Mais pour le son, je voudrais savoir comment interfacer un script de lancement d'iTunes sur un morceau donné, en communication avec les autres processus liés aux Arduino et domotiques. J'ai envisagé une solution comme PureData.
Mais le problème c'est comment fusionner ces ensembles pour pouvoir les contrôler, les programmer d'un seul tenant ? Comment rassembler tout ça le plus simplement possible pour pouvoir programmer chaque action selon les réactions que je veux lui voir appliquer ?

Merci pour vos conseil


----------



## ntx (23 Juin 2018)

Bonjour,

Pour tes morceaux de musique, tu peux faire communiquer l'Arduino et un ordinateur via le port USB avec une librairie comme CmdMessenger côté Arduino et un programme qui gère un port série côté ordinateur.

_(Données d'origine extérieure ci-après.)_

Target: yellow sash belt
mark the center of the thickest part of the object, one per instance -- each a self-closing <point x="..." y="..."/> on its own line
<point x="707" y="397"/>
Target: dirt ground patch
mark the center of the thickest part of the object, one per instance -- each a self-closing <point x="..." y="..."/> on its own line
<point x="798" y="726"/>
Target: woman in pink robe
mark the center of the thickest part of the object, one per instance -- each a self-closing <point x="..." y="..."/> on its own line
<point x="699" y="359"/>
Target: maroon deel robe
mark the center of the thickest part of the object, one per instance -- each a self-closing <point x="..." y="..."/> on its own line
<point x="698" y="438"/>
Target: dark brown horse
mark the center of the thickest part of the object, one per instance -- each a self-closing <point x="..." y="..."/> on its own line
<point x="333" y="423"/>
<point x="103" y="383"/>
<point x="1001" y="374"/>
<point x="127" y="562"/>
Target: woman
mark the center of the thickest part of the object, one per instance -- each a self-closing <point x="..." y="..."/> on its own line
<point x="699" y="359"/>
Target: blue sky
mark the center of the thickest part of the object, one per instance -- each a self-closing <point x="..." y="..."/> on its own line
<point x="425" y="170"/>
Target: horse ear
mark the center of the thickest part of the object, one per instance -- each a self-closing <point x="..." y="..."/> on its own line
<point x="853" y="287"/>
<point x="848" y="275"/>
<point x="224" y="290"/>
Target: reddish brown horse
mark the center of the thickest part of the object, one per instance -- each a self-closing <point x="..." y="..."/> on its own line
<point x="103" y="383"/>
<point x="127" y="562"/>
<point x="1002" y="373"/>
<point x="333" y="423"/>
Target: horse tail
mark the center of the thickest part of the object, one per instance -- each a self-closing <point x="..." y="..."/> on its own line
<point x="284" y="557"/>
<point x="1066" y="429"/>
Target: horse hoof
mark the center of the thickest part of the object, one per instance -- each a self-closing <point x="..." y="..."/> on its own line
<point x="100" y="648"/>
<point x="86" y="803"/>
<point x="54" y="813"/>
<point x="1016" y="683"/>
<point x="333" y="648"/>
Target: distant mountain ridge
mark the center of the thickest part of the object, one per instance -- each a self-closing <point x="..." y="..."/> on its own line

Une fois dans un programme exécuté sur l'ordinateur tu fais ce que tu veux avec les documents présents sur celui-ci.

Pour un de mes travaux je suis parti sur un IHM tournant sur le Mac qui peut envoyer de commandes à une carte Arduino et recevoir des données de cette carte.
Si tu as besoin de plusieurs Arduino, tu peux connecter à la carte branchée sur le Mac d'autres cartes Arduino via des ports série "logiciels" (librairie SoftwareSerial).

Si tu  préfères tout faire communiquer sans fils, il existe la carte ESP32 qui possède des interfaces Wifi et Bluetooth et sa petite soeur ESP8266 qui n'a que du Wifi. La grosse différence entre ces cartes et celles la famille Arduino est qu'elles tournent en 3,3V contre du 5V pour les Arduino.


----------